Bailey provided a creator commentary on Swim here at Broken Frontier last year where, among other aspects of the comic, she discussed its cross-media approach: “Originally, Fish was going to be a poseable muppet-like puppet, with rods to pose her. However, I went into making her without planning anything, and after three days, a LOT of tin foil, and two old shirts, I had a totally rigid and unmoveable doll. Plan B was to take a ton of photos (I think it ended up being about 600) from different angles, and photoshop elements taken from these together to have a fully posed figure. I only used this when Fish is underwater, to try and represent that strange, submerged feeling where only what’s directly in front of you seems real and everything above the water is almost in another world. The Fish doll is also a little uncanny, and I think it worked pretty nicely to make the panel where she begins to drown more visually uncomfortable than it would if it were drawn.”

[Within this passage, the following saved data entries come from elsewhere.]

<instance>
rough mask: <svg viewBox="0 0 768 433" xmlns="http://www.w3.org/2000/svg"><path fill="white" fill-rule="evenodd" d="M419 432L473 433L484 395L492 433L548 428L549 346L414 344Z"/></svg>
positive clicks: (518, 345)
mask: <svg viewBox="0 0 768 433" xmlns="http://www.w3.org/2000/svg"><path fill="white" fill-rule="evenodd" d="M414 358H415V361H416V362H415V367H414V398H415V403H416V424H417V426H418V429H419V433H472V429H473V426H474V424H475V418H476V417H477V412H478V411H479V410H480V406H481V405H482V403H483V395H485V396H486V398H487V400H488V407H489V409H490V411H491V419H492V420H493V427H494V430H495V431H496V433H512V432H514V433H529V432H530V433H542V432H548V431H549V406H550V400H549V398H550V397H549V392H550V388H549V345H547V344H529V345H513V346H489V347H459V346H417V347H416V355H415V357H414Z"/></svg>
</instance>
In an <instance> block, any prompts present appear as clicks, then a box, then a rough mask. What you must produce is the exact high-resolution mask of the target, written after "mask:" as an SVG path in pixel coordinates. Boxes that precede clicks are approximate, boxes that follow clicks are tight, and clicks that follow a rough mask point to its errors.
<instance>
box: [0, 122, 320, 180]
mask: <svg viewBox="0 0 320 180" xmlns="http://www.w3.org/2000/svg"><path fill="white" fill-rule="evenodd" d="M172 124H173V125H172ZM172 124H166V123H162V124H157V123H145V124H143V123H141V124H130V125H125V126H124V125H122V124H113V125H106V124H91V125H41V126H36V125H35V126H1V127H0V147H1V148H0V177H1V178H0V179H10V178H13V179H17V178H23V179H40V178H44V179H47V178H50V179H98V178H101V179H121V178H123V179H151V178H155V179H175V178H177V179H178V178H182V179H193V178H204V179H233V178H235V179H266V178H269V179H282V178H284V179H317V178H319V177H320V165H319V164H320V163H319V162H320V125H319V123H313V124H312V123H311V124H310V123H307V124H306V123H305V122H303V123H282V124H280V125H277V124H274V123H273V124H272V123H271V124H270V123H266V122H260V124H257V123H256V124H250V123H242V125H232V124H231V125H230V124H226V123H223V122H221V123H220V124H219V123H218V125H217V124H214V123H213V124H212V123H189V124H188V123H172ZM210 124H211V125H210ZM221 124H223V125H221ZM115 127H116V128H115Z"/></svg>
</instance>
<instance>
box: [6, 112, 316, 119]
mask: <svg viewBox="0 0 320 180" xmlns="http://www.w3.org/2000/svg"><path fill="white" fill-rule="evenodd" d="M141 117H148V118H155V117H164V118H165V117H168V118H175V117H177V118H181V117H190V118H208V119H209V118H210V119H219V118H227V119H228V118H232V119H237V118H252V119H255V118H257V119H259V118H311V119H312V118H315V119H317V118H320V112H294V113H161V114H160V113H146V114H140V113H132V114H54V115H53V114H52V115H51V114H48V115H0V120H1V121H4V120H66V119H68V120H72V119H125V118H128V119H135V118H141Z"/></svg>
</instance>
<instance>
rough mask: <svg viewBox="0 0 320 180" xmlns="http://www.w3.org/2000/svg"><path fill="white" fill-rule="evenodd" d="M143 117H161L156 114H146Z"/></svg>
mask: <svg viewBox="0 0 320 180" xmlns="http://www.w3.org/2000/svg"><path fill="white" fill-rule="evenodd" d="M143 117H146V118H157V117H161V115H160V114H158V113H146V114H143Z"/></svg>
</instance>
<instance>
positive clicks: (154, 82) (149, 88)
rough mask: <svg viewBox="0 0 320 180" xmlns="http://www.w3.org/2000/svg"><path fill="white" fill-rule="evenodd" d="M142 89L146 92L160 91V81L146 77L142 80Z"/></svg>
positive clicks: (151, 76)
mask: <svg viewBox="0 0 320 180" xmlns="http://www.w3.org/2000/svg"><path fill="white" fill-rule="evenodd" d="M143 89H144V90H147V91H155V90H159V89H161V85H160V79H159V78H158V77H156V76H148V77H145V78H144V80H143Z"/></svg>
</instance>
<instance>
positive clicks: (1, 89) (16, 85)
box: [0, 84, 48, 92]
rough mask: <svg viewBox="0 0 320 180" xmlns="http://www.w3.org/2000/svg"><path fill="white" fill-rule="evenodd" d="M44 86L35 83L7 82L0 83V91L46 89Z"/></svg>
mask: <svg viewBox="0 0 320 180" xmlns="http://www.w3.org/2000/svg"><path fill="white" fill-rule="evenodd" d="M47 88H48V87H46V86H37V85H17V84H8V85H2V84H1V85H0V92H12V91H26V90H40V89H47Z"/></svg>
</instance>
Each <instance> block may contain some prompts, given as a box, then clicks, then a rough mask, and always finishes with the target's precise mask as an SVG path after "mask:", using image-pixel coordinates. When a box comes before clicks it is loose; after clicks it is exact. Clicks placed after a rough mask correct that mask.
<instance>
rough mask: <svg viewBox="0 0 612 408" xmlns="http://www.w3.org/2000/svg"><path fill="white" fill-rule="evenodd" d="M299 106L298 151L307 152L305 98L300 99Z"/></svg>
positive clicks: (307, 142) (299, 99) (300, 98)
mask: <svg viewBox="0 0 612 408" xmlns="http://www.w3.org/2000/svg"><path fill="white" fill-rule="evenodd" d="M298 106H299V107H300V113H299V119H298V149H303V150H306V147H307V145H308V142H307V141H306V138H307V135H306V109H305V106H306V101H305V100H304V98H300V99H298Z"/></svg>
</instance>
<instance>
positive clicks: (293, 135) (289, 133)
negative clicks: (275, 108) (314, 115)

Bailey also has an eye for the bleakly humorous in her work and her self-published back catalogue includes the satirical comics Bert + Ernie: Serial Killers and Elmo’s ABC (below). She’s also frequently contributed to small press anthologies, including ‘Rat Hole’ in the currently Kickstarter-funding Cool Comics Club which you can back here.
Coming in 2020 is Zebedee and the Valentines (below), Bailey’s debut long-form graphic novel from the acclaimed Avery Hill Publishing. The solicitation for the book reads:
1982. A pub, somewhere in a small suburban town in the South of England. Zebedee and The Valentines have just played the gig of their lives. The seven people watching them agree.
With a big battle of the bands approaching, lead singer Zebedee and his motley crew of punks seem ready to blow up. But when the Devil is booking your gigs and the competition is fierce, was it ever really going to be that easy?
The debut graphic novel from incredible new creator Abs Bailey, Zebedee and The Valentines is a psychedelic tale of betrayal, tragedy and triumph told through the lens of the 80s, and with the amps turned up to 11.
You can pre-order it from the Avery Hill Publishing site here and you should, because the previews we’ve seen so far indicate it’s by far the very best work from Abs Bailey to date. The preview pages below give you more of an idea of the tempo of the story.
It’s always pleasing, of course, to see all our Broken Frontier ‘Six to Watch’ creators going on to ever bigger things but in the case of Abs Bailey that satisfaction is heightened by the true crossover appeal of her work, the energy she brings to her sequential art, and the way in which she works the page to draw her audience in to the nuances of her storytelling. Make sure you pick up Zebedee and the Valentines this year because it has breakout book written all over it!